LogoSu Jiang
  • Blog
  • Knowledge Base
  • About Me
The Complete Guide to llms.txt: The New robots.txt for the AI Era
2025/12/12

The Complete Guide to llms.txt: The New robots.txt for the AI Era

What is llms.txt? Is it useful for SEO? Will Google use it? This comprehensive guide covers the technical specification, real-world examples, and industry debates around this emerging AI standard.

1. Is 10 Minutes Worth It?

llms.txt is a Markdown file placed in your website's root directory, telling AI models which content matters most.

Creating it takes only 10 minutes.

The question is: Does it work?

Google says no. John Mueller says no AI uses it. Yet server logs show OpenAI crawls it every 15 minutes.

Semrush says lacking llms.txt risks AI misunderstanding your site. Anthropic, Cloudflare, and Zapier have all deployed it.

On one side, explicit denial. On the other, quiet action.

This article will tell you: what llms.txt is, who uses it, where the controversy lies, and what you should do.


2. What is llms.txt

robots.txtBlock Accesssitemap.xmlFull Indexllms.txtPriority Guide

2.1 Core Concept

llms.txt is a Markdown file placed in your website's root directory.

Location: https://yoursite.com/llms.txt

Its purpose is to tell AI models: where to find the most important content on your website.

Traditional websites have two standard files:

  • robots.txt: Tells search engine crawlers "which pages NOT to crawl"
  • sitemap.xml: Tells search engines "what pages exist on the site"

llms.txt serves a different purpose. It doesn't tell AI "where not to go," but rather "where to look first."

2.2 Why This File is Needed

Jeremy Howard explained the background in his proposal:

"Large language models increasingly rely on website information, but face a critical limitation: context windows are too small to handle most websites in their entirety. Converting complex HTML pages with navigation, ads, and JavaScript into LLM-friendly plain text is both difficult and imprecise."

In other words, AI models face three problems when "reading" web pages:

  1. Limited context windows: Even the most powerful models can't process an entire website at once
  2. Messy HTML: Ads, navigation bars, and JavaScript code mixed together make it hard for AI to extract core content
  3. No priority system: AI doesn't know which pages are important and which are secondary

llms.txt aims to solve these three problems.

2.3 Technical Specification

The llms.txt format is remarkably simple, using standard Markdown syntax:

# Project Name

> Brief project introduction (one or two sentences)

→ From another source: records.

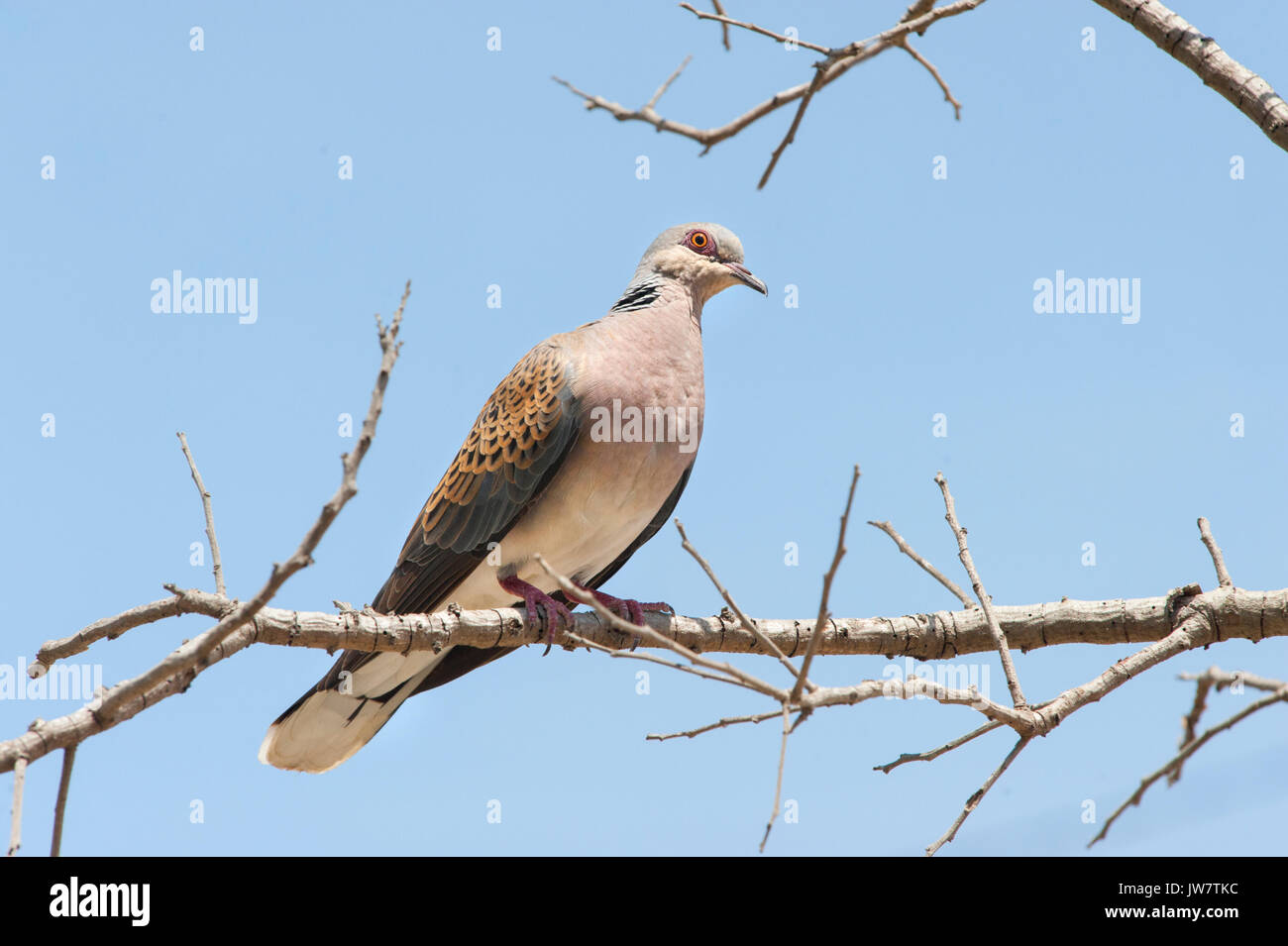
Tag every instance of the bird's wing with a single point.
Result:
(523, 433)
(514, 448)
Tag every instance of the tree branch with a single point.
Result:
(836, 62)
(217, 567)
(1237, 85)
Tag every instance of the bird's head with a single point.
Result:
(703, 258)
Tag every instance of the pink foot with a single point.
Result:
(630, 609)
(532, 597)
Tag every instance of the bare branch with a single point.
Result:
(724, 27)
(661, 89)
(726, 22)
(1278, 696)
(935, 753)
(196, 652)
(64, 782)
(217, 567)
(708, 727)
(1237, 85)
(733, 605)
(1215, 551)
(823, 614)
(912, 554)
(778, 786)
(973, 802)
(932, 71)
(835, 64)
(986, 602)
(20, 778)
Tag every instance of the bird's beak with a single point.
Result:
(743, 275)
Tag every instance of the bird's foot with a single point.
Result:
(630, 609)
(533, 597)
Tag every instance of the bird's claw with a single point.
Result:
(533, 597)
(630, 609)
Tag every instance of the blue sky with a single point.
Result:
(471, 167)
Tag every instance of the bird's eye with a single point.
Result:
(699, 241)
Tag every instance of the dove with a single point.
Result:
(580, 456)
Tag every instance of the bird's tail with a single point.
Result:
(346, 709)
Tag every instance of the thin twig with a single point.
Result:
(836, 64)
(193, 653)
(217, 567)
(747, 623)
(726, 22)
(778, 786)
(717, 725)
(930, 67)
(973, 802)
(819, 75)
(934, 573)
(1279, 696)
(1013, 681)
(935, 753)
(1215, 551)
(20, 778)
(64, 782)
(823, 613)
(724, 27)
(661, 89)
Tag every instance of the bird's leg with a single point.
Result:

Important notes and background information

## Documentation
- [Quick Start](https://example.com/docs/quickstart.md): Essential tutorial for beginners
- [API Reference](https://example.com/docs/api.md): Complete API documentation

## Examples
- [Complete Demo](https://example.com/examples/demo.md): A full application example

## Optional
- [Advanced Features](https://example.com/docs/advanced.md): Optional advanced content

The file structure contains four parts:

# Project NameRequired> Brief descriptionRecommendedAdditional notes...Optional## Documentation- Link Title: Description- Link Title: DescriptionCore Content## Optional- Optional Link: DescriptionCan Skip
  1. H1 Header: Project or website name (required)
  2. Blockquote: One or two sentence summary
  3. Body paragraphs: Additional explanatory information
  4. H2 sections + Link lists: Content links organized by category

Important note: The Optional H2 header has special meaning. Links under it are "optional" and can be skipped when AI needs a shorter context.

2.4 Two File Types

The standard actually includes two files:

FilePurpose
llms.txtConcise version with links and descriptions only
llms-full.txtComplete version with full text content

llms.txt is the navigation map; llms-full.txt is the complete content.

Some websites provide only llms.txt, others provide both. The choice depends on your content volume and use case.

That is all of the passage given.